É útil dividir as ações investigadas num processo de avaliação neuropsicológica em tarefas motoras, perceptuais (imagens) e verbais, já que sua apreciação requer diferentes estratégias. No que diz respeito às tarefas motoras, estas devem ser diretamente observadas pelo neuropsicólogo, que deve permitir a gravação das sessões em todas as aplicações de plataformas virtuais, tais como Zoom, Skype, GoToMeeting etc., sempre e quando devidamente autorizado.
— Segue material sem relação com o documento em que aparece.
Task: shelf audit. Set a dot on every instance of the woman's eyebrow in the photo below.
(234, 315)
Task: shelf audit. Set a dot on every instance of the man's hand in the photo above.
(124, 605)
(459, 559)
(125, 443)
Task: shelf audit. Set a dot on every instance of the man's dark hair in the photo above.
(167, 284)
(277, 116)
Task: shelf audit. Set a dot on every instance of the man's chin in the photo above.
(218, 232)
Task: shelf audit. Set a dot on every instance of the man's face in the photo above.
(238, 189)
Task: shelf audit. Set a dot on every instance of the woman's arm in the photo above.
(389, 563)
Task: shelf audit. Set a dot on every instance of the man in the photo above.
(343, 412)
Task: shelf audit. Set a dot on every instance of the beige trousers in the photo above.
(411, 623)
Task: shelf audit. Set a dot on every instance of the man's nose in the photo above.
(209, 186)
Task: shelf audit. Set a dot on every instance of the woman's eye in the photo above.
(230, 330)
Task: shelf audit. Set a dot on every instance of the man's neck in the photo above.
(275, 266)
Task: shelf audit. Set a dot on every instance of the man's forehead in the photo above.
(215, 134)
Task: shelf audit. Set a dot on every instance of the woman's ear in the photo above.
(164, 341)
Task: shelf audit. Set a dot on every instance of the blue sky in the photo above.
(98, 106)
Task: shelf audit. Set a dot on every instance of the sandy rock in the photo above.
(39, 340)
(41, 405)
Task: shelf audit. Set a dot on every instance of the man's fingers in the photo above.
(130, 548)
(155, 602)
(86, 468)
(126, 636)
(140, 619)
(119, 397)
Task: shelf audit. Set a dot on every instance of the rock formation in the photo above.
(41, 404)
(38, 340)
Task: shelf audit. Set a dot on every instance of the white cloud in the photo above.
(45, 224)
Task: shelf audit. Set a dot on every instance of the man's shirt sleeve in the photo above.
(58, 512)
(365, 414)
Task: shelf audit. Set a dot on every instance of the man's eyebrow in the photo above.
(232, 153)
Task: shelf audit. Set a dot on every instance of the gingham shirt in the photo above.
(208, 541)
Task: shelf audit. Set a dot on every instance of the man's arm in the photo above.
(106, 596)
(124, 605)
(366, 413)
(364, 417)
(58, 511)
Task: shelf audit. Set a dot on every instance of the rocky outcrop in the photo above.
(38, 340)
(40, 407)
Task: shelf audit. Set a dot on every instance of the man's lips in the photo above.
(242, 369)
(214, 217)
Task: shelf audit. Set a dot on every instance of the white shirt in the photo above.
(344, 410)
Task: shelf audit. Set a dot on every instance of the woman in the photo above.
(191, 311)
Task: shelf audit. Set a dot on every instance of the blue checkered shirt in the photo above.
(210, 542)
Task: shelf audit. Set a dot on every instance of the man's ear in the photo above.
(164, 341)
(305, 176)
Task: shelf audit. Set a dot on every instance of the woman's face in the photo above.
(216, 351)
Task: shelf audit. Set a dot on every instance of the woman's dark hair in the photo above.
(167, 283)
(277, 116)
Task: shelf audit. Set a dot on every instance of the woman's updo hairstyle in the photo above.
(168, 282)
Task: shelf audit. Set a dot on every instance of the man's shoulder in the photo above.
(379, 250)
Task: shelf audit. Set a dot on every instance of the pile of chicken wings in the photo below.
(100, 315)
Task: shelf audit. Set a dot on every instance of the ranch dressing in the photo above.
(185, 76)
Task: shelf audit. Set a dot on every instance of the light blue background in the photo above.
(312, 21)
As tarefas no plano perceptivo, que compreendem execuções gráficas, como desenhos, e todas as de escrita podem ser mostradas ao profissional, o que é útil, mas não suficiente para análise posterior dos dados clínicos. Por essa razão, as execuções podem ser enviadas ao profissional, o que pode ser trabalhoso e complicado para os familiares. Outra possibilidade seria que o neuropsicólogo possa tirar fotos (printscreens) dessas execuções no momento, para o qual se requer que o próprio paciente ou seus familiares possam mostrar diretamente à câmera as folhas com essas execuções.
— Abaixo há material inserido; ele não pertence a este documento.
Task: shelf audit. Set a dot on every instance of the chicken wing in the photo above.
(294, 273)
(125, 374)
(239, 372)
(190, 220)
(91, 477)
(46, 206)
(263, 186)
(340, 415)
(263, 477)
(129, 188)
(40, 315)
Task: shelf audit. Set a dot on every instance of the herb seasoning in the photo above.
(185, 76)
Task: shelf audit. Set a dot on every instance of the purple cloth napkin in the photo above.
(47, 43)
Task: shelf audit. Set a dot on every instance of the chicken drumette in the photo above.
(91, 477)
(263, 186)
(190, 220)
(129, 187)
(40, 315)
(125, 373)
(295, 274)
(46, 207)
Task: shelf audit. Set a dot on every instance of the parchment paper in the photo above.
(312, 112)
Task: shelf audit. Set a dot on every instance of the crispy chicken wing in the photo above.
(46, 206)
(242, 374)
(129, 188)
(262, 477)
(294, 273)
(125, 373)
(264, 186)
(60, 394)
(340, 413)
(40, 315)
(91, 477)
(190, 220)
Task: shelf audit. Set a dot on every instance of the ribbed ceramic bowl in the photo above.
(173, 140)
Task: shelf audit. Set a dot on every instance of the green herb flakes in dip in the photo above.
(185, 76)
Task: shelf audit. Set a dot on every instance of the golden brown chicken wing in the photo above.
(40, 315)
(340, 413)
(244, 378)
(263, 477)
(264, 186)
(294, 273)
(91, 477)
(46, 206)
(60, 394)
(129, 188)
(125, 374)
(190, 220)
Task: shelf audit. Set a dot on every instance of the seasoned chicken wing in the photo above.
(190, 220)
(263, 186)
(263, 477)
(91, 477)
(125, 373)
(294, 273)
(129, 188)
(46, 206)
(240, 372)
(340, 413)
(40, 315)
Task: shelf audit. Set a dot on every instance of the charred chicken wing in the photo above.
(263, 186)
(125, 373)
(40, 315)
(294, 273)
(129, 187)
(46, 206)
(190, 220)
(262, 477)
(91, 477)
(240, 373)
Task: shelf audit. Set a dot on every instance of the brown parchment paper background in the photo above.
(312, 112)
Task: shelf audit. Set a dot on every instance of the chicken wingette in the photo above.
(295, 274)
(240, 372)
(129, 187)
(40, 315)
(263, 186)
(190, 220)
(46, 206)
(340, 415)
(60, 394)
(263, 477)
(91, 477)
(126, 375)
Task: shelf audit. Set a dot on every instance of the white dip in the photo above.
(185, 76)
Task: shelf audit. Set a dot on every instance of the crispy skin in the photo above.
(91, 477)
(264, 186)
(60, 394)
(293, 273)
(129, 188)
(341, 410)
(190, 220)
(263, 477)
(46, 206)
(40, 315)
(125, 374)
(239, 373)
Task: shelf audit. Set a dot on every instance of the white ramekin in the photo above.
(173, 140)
No caso de tarefas verbais orais, o avaliador pode escutar e fazer as anotações, assim como acontece durante uma avaliação presencial. A duração das sessões de avaliação pode ser entre 30 e 60 minutos. É necessário levar em conta que o trabalho on-line tende a ser considerado mais cansativo que o presencial, pois exige maior esforço atencional, além da exposição prolongada à luz.

Reflexões sobre a intervenção neuropsicológica infantil on-line

Diante dessa perspectiva, pode-se pensar que a intervenção funciona de forma semelhante. As sessões podem ter duração entre 30 e 60 minutos, de acordo com as características próprias de cada paciente. De nenhuma maneira a intervenção pode ser substituída pela indicação de observar certos programas de televisão, jogos virtuais ou programas de entretenimento que o paciente utilize individualmente. Não se trata de uma proibição dessas tarefas, porém estas não podem substituir a intervenção especializada quando se trata do enfoque histórico-cultural. Ao mesmo tempo, para serem utilizadas, precisam cumprir os critérios descritos no tópico anterior (encontrar-se na ZDP - que implica a realização conjunta e mediada, estar de acordo com a caracterização neuropsicológica e com a idade psicológica da criança etc.).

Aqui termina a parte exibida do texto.